Cyanide-bridged complexes with Sn(II)Mn(I), Sn(II)Mn(II), Sn(IV)Mn(I) and Sn(IV)Mn(II) oxidation states

Abstract

The redox-active cyanomanganese carbonyl ligands trans- and cis-[Mn(CN)(CO)₂(PR₃)(dppm)] (R = OEt or OPh, dppm = Ph₂PCH₂PPh₂) and trans-[Mn(CN)(CO)(dppm)₂] react with SnCl₂ to give [Cl₂Sn^II(μ-NC)Mn^IL_x] [L_x = trans- and cis-(CO)₂(PR₃)(dppm), R = OEt or OPh, 1–4, and trans-(CO)(dppm)₂5]; complex 5 is oxidised by [Fe(η-C₅H₅)₂][PF₆] to give [Cl₂Sn^II(μ-NC)Mn^II(CO)(dppm)₂][PF₆] 5⁺[PF₆]⁻. X-Ray structural studies on the redox related pair 5 and 5⁺ are consistent with oxidation localised mainly at Mn although the Sn^II–NC distance increases from 2.198(3) Å in 5 to 2.303(9) Å in 5⁺. The dicarbonyl cyanomanganese ligands react with SnCl₄ to give trinuclear trans-[Cl₄Sn{(μ-NC)MnL_x}₂] [L_x = trans- and cis-(CO)₂(PR₃)(dppm), R = OEt or OPh, 6–9], X-ray studies on 7 showing octahedral geometry at Sn(IV).
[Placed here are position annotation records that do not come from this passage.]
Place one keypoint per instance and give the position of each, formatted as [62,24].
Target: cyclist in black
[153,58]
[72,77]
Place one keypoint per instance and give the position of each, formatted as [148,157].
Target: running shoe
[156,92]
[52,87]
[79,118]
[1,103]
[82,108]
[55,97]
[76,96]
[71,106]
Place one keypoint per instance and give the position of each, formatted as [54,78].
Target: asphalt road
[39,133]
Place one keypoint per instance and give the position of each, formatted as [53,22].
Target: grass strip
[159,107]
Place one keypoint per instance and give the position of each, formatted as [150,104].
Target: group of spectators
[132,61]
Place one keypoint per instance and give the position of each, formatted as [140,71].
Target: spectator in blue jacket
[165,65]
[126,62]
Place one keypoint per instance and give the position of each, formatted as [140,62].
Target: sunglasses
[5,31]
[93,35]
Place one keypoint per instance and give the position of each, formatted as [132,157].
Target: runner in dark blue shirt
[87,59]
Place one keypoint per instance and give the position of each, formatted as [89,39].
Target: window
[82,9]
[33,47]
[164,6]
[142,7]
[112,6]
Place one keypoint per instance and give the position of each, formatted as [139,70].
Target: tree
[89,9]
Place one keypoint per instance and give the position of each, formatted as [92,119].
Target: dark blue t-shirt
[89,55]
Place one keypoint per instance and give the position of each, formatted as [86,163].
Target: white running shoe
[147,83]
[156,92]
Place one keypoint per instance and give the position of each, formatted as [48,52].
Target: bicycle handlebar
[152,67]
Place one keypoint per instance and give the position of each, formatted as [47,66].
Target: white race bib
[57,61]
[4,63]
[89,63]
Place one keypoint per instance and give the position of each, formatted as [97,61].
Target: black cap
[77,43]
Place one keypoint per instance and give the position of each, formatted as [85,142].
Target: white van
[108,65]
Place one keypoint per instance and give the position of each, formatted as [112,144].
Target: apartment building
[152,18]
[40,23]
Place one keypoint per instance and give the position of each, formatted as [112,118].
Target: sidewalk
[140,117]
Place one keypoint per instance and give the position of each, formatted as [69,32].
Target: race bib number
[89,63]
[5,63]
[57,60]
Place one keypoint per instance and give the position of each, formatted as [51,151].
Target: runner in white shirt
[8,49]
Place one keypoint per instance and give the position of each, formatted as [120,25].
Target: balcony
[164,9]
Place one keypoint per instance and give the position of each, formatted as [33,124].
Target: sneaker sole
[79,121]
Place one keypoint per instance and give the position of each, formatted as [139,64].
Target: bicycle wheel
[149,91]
The reaction of cis-[Mn(CN)(CO)₂{P(OEt)₃}(dppm)] with one equivalent each of SnCl₄ and PPh₃ and of trans-[Mn(CN)(CO)(dppm)₂] with one equivalent each of SnCl₄ and [N(PPh₃)₂]Cl gives heterobinuclear [Cl₄(Ph₃P)Sn^IV(μ-NC)Mn^I(CO)₂{P(OEt)₃}(dppm)-cis] 10 and [N(PPh₃)₂][Cl₅Sn^IV(μ-NC)Mn^I(CO)(dppm)₂-trans], [N(PPh₃)₂]⁺(11⁻), respectively; the latter is oxidised with [Fe(η-C₅H₅)₂][PF₆] to give [Cl₅Sn^IV(μ-NC)Mn^II(CO)(dppm)₂-trans] 11, completing a series of cyanide-bridged complexes with core oxidation states Sn(II)Mn(I), Sn(II)Mn(II), Sn(IV)Mn(I) and Sn(IV)Mn(II).